Vaste enquête à charge du Financial Times sur les fonds structurels européens

Durant toute la semaine, le Financial Times publie une série d’articles correspondant à une vaste enquête sur les fonds structurels européens, menée pendant 8 mois par Cynthia O’Murchu, la reporter d’investigation du FT, en collaboration avec le « Bureau of Investigative Journalism ».

Un dispositif éditorial complet :

  • la une du FT papier mardi 30 novembre : « EU growth funds lie idle under red tape – FT investigation : only 10% of €347bn programme paid out » (traduction approximative : les fonds structurels européens inexploités à cause de la paperasserie – enquête FT: seulement 10% des 347 milliards d’euros des programmes ont été versés) ;
  • une vidéo « EU funding problems exposed » avec l’interview de la reporter qui revient sur les problèmes de transparence, de destination des fonds et les réformes nécessaires ;
  • un moteur de recherche « Where do the EU Structural Funds go? » avec une base de 646 929 documents mis en ligne (malheureusement un seul champ pour effectuer une requête) ;
  • un suivi régulièrement mis à jour dans la journée sur le FT Brussel blog : « UPDATE: EU Commission tackles FT structural funds expose » (traduction : La Commission européenne répond aux révélations du FT sur les fonds structurels).

Réactions conventionnelles et exceptionnelles de la Commission européenne

À partir des informations fournies par les journalistes du FT :

  • Première réaction conventionnelle lors du point presse quotidien à midi : Pia Ahrenkilde-Hanssen, porte-parole à la Commission européenne a passé un quart d’heure pour répondre aux révélations, complété ensuite par la distribution d’un dossier de presse détaillant des « success stories » par pays ;
  • Deuxième réaction plus exceptionnelle aux alentours de 18h : les Commissaires européens à la politique régionale (Johannes Hahn) et à l’emploi, les affaires sociales et l’inclusion (László Andor) ont réagi, Johannes Hahn avec une déclaration générale sur l’efficacité globale des fonds européens, signalant moins de 5% de fraude et d’irrégularités.

Tandis que les prochaines publications du Financial Times devraient relancer la polémique, force est de constater que la Commission européenne semble sinon d’emblée convaincante du moins plutôt réactive.
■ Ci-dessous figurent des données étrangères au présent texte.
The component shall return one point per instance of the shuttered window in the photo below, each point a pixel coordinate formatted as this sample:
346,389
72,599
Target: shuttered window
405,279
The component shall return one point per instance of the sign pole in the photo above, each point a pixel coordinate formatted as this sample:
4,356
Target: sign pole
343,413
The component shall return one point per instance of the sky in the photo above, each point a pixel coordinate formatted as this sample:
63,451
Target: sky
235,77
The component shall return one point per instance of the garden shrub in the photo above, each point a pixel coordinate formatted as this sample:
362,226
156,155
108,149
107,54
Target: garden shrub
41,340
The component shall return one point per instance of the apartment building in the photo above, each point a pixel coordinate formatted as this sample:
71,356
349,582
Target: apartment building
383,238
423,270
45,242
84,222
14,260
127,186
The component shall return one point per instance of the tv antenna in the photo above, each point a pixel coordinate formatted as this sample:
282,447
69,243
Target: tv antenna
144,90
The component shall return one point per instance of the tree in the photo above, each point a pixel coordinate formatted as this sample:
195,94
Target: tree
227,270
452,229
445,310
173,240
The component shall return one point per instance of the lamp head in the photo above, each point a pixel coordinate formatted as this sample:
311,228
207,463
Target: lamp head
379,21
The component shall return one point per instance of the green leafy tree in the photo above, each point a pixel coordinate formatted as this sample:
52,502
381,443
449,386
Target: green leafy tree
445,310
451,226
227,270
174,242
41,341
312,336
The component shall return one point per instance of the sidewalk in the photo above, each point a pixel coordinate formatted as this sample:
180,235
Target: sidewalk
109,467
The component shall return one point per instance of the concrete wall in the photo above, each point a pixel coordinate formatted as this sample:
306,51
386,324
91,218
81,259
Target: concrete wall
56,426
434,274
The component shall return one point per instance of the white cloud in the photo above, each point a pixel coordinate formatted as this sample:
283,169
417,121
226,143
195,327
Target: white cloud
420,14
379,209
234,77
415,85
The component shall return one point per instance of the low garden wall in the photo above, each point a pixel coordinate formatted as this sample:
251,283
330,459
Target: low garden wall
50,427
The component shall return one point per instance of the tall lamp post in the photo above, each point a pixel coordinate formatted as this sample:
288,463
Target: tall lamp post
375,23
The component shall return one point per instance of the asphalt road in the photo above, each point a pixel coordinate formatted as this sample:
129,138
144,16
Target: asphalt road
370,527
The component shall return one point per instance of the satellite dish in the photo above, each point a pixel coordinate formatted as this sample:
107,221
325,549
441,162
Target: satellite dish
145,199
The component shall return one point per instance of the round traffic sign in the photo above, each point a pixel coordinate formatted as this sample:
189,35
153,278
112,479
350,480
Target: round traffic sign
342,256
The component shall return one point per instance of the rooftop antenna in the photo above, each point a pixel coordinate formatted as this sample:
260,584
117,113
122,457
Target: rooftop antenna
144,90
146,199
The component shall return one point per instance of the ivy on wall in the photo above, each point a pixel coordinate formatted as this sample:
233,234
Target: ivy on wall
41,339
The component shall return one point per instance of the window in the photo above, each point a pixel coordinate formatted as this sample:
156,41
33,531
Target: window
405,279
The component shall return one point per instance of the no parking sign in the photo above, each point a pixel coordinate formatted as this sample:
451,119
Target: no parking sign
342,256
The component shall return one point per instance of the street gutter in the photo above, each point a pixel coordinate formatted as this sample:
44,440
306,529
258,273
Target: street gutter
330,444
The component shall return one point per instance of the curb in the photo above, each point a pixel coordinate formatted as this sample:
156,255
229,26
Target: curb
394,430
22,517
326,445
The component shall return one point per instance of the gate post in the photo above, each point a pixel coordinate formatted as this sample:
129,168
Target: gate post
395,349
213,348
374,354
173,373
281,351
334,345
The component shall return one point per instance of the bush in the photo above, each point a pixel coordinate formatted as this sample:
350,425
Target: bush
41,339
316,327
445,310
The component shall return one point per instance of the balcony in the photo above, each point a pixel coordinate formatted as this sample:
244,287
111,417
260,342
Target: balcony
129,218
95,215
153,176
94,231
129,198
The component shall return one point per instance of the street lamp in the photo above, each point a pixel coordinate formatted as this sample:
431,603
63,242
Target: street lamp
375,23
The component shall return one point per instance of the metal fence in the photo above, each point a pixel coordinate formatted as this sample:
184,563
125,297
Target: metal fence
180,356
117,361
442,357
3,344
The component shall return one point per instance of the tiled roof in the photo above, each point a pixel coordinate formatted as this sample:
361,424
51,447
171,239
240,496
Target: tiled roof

A suivre…

Quels sont les effets d’opinion de la crise européenne autour des Roms ?

Alors que la crise autour des Roms n’a cessé ces derniers jours d’occuper le devant de la scène, quels en sont les effets sur l’opinion ?

Effet d’exposition : la crise autour des Roms focalise l’attention médiatique dans les sphères publiques nationales

Premier effet immédiat, la crise autour des Roms entraîne une mobilisation importante des médias :

  • en France, une visibilité de l’UE renforcée, notamment pour la Commission européenne au cœur de la tourmente ;
  • dans les autres États membres, une dégradation de l’image de la France au sein du Conseil européen et plus largement sur la scène internationale, avec Nicolas Sarkozy comme principale victime.

Effet de conformation : la crise autour des Roms conforme les interprétations politiques préétablies sur l’UE

Second effet, la crise de Roms fait l’objet d’une polémique forte au sein de la classe politique, avec de nombreuses déclarations politiques à l’emporte-pièce – qu’il n’est nul besoin de citer : Pierre Lellouche, Chantal Brunel, Philippe Marini…

Au-delà de ces raccourcis partisans, s’opèrent des interprétations politiques conformes aux schématisations préexistantes sur l’Europe :

  • pour les pro-européens convaincus, qu’ils soient dans la majorité ou l’opposition : l’intervention de la Commission européenne – quoique indélicate sur la forme – est légitime quant au fond de l’affaire ; seule une solution européenne doit permettre de trouver une issue à la crise ;
  • pour les anti-européens de tous bords : la Commission européenne est sinon incapable de trouver une solution du moins illégitime à critiquer la France.

Au total, la crise autour des Roms marque une préemption temporaire des enjeux européens par la politique nationale dans une sorte de prise d’otage politicienne de l’Europe, dont les effets sont davantage à rechercher dans la mobilisation des partisans pro- ou anti- européens que dans un quelconque progrès de la compréhension durable de l’UE.